Today we hosted our first Thanksgiving dinner. Family members drove up from Florida to stay with us for a few days and we had a great meal this afternoon. My favorite part was picking vegetables out of our own garden to cook for the meal. C and I planted our vegetables shortly after moving here, and these two crops reached maturity in time for the feast:

Mustard Greens

Green Beans
I was so excited to pick them out of the garden! We’ve been watching these guys grow in the hard Georgia clay, getting bigger every week despite my infrequent watering. It was really amazing for me to see what creation will yield despite my amateur attempts to help.
On the other hand, it reached my soul in a very deep level to harvest and consume something I grew myself.
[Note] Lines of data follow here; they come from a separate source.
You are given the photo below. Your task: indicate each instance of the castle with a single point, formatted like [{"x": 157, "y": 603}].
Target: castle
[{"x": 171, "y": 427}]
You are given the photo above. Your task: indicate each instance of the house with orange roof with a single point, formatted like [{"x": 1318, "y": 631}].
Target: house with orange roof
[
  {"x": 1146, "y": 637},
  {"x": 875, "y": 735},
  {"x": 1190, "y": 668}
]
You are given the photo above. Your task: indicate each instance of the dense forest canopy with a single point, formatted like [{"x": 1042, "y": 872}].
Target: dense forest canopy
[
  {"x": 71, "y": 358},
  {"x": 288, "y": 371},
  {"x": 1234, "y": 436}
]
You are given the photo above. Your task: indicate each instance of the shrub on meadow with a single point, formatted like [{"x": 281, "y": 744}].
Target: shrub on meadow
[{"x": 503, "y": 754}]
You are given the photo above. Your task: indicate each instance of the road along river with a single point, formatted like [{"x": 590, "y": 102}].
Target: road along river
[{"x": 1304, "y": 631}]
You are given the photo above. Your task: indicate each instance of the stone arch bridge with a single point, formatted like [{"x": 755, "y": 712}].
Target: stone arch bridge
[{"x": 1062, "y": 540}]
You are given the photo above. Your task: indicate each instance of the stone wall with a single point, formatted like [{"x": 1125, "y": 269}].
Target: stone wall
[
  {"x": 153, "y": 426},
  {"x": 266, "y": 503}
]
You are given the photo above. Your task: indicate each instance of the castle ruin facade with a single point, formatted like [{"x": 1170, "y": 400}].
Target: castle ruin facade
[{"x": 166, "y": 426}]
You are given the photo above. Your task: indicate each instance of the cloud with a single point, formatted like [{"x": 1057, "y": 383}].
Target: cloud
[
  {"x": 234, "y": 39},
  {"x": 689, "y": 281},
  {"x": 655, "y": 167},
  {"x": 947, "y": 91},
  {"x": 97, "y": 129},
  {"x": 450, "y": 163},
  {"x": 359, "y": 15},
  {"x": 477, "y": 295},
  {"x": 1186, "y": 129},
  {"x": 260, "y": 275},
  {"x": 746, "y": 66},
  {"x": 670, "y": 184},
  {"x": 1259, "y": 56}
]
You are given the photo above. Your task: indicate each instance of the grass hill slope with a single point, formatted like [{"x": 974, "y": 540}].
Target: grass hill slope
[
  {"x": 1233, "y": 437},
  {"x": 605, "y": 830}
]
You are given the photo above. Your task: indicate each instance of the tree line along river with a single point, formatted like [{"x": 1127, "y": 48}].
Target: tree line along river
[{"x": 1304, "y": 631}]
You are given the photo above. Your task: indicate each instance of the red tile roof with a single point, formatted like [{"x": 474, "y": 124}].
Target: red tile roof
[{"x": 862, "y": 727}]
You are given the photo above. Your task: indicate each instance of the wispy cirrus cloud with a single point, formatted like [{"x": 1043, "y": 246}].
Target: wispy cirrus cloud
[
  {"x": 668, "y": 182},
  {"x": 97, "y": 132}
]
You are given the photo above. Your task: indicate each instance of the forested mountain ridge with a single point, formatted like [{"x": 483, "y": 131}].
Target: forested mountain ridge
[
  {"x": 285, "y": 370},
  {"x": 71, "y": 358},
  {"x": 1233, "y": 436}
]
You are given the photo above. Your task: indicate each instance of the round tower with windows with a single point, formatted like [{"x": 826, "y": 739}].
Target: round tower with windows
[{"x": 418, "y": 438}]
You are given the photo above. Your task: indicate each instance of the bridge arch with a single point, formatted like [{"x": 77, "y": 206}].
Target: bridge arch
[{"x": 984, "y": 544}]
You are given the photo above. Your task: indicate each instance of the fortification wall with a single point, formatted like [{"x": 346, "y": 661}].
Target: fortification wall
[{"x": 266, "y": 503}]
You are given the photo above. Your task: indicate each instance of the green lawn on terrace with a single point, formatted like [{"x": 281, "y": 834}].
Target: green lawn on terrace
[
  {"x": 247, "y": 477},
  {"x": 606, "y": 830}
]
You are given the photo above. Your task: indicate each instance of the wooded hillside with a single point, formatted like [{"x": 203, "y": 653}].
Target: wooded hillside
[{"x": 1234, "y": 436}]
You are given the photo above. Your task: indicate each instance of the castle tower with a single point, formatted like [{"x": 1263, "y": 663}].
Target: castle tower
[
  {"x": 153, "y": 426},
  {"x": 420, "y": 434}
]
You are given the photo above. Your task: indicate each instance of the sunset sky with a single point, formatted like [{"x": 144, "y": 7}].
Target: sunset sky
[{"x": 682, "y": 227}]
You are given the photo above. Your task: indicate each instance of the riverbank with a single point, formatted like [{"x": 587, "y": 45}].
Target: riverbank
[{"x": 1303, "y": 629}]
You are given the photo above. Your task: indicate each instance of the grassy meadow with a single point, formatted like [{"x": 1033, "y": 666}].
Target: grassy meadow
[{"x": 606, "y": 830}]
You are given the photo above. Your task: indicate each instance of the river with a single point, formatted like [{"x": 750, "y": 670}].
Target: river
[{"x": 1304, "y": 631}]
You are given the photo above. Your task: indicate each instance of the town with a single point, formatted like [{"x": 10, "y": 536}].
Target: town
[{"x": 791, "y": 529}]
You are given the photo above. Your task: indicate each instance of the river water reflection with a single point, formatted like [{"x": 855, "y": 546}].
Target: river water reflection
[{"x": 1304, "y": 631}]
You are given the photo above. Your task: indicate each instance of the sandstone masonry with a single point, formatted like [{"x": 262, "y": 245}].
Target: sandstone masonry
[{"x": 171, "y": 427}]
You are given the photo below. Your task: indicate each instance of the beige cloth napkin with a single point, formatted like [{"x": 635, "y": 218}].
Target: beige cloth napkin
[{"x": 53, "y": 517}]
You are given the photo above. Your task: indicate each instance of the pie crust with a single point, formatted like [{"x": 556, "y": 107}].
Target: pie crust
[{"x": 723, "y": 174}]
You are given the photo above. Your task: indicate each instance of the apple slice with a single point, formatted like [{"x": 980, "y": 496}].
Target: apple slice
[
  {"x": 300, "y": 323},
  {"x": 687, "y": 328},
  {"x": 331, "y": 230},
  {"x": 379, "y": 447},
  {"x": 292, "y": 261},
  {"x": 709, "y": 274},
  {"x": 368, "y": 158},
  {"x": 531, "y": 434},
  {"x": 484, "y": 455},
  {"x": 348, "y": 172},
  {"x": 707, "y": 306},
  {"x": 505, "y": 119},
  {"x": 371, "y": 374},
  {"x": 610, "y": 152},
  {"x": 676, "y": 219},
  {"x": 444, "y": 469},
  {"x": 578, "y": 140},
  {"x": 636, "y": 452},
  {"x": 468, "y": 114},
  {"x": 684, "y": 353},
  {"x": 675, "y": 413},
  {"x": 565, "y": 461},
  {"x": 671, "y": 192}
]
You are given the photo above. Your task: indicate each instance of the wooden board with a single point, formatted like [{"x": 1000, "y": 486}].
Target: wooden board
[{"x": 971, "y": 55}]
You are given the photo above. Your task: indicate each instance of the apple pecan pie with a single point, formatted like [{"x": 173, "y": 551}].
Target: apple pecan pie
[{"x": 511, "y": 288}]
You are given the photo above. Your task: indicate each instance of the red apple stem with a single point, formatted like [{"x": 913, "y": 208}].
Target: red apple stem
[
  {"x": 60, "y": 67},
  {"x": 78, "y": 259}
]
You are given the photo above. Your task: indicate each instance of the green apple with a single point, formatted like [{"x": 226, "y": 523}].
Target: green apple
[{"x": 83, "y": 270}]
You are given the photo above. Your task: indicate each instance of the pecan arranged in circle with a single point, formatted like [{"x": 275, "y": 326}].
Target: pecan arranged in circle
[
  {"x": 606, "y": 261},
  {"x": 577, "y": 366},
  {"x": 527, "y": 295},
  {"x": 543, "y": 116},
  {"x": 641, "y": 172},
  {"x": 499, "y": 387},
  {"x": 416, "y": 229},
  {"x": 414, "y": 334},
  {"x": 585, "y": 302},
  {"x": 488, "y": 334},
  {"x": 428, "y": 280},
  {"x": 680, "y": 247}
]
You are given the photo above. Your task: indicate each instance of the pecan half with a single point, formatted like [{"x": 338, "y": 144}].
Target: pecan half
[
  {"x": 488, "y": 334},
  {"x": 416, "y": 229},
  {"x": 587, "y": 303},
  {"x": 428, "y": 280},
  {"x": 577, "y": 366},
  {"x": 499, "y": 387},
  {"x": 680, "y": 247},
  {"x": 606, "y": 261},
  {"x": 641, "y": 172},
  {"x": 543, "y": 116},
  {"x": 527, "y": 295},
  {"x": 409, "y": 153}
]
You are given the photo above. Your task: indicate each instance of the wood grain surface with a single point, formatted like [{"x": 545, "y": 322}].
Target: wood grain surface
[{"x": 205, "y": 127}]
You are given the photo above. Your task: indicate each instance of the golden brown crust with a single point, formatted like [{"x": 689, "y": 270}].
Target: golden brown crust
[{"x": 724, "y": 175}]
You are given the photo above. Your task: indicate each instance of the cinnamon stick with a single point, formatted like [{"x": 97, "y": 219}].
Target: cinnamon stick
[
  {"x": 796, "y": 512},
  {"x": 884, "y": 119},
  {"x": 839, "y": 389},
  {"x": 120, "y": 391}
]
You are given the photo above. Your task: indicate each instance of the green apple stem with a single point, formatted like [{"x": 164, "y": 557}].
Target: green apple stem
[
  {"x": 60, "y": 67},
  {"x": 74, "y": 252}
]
A fulfilling, deep joy, almost addictive, that makes me look forward to the spring when I can plant in earnest.
Little wonder I feel this way: we’ve been hard-wired since the very beginning to take care of the earth and live close to it.
Genesis 2:15 And the LORD God took the man, and put him into the garden of Eden to dress it and to keep it.
To dress it and to keep it: the Hebrew can be translated “to work in it and to protect it.”
Our work in the dirt is a mirror of God’s free, gracious attention to us dirty humans: he works in us, to improve us and increase our yield, and he protects us from danger.